We’re in the late stage of the 18.6-year real estate cycle.

This is not to say that the end of the cycle is here… on the contrary, the coming months and years will see investors’ fear turn to mania.

We’ll see the housing market soar… driving the economy and the stock markets.

But not everybody will be able to take advantage of this opportunity. They’ll buy – and sell – at exactly the wrong time.

Read on to learn about how you can be one of the few who gets it and profits from what’s coming.

Here’s What It’s All About

For the real estate cycle to keep going, banks need to continue lending.

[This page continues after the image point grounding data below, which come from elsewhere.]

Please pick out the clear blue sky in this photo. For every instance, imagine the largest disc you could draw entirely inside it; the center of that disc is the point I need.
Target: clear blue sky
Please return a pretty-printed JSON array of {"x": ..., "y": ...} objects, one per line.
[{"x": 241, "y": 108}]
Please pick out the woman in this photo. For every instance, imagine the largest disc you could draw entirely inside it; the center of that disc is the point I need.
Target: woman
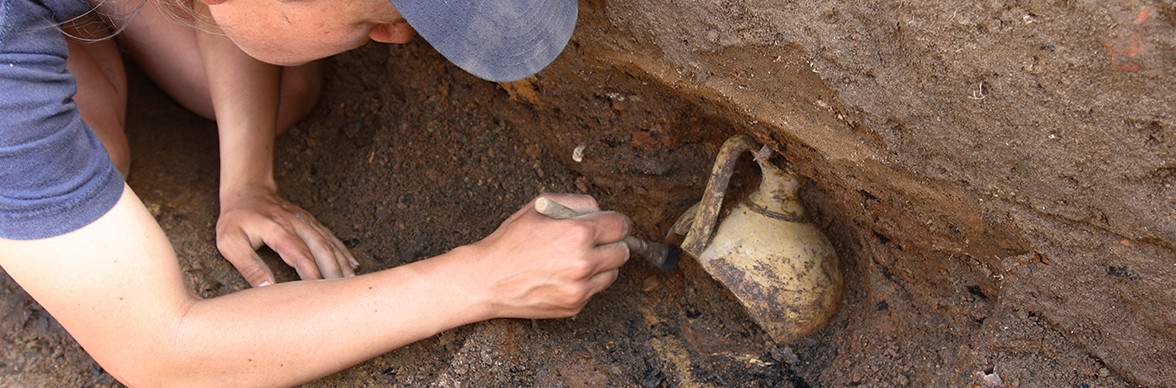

And, ideally, to increase it.

That’s why, it’s all about liquidity.

Ample liquidity makes money available for households and businesses… who take on loans and mortgages. They drive up the price of real estate, fueling the cycle.

You’ve probably never heard about it…

But there is a $1.5 trillion “insurance” against a housing market crash built into the banking system.

And it will keep the cycle going.

It’s called the Federal Home Loan Bank system.

It was created during the Great Depression, nearly one hundred years ago.

Back then, the idea was quite simple: the government would support the banking system if they ran out of funds to lend to their clients.

But as is always the case with a government intervention, the markets take advantage of it for their own profit.

The FHLB system doesn’t insure against a market crash… but it could, in fact, accelerate the race toward the end of the cycle.

From Bloomberg:

Silicon Valley Bank, catering to venture capitalists and tech startups, said it held $15 billion from an FHLB at the end of 2022. Signature Bank, with clients including crypto platforms, had $11 billion. And by April, First Republic Bank, offering mortgages to millionaires on unusually sweet terms, ended up with more than $28 billion. All four banks collapsed.

FHLB is issuing hundreds of billions of dollars to make sure that the mortgage market grows.

Back in March, it issued $304 billion in debt, more than twice as much as the Federal Reserve, which put about $165 billion in the economy during the banking crisis.

And it lent it to everyone, from traditional banks to Silvergate Capital, a company that specialized in cryptocurrency.

Wall Street also tapped into this almost unlimited source of liquidity for short-term purposes.

It looks like it’s there for everybody.

And it will continue driving the cycle toward its logical conclusion.

Much like it didn’t prevent the collapse of some of the banks that used its funds, it won’t save the system from the inevitable turn of the cycle.

Because nothing can. The real estate cycle always finds a way to complete its 14 years up, four years down pattern.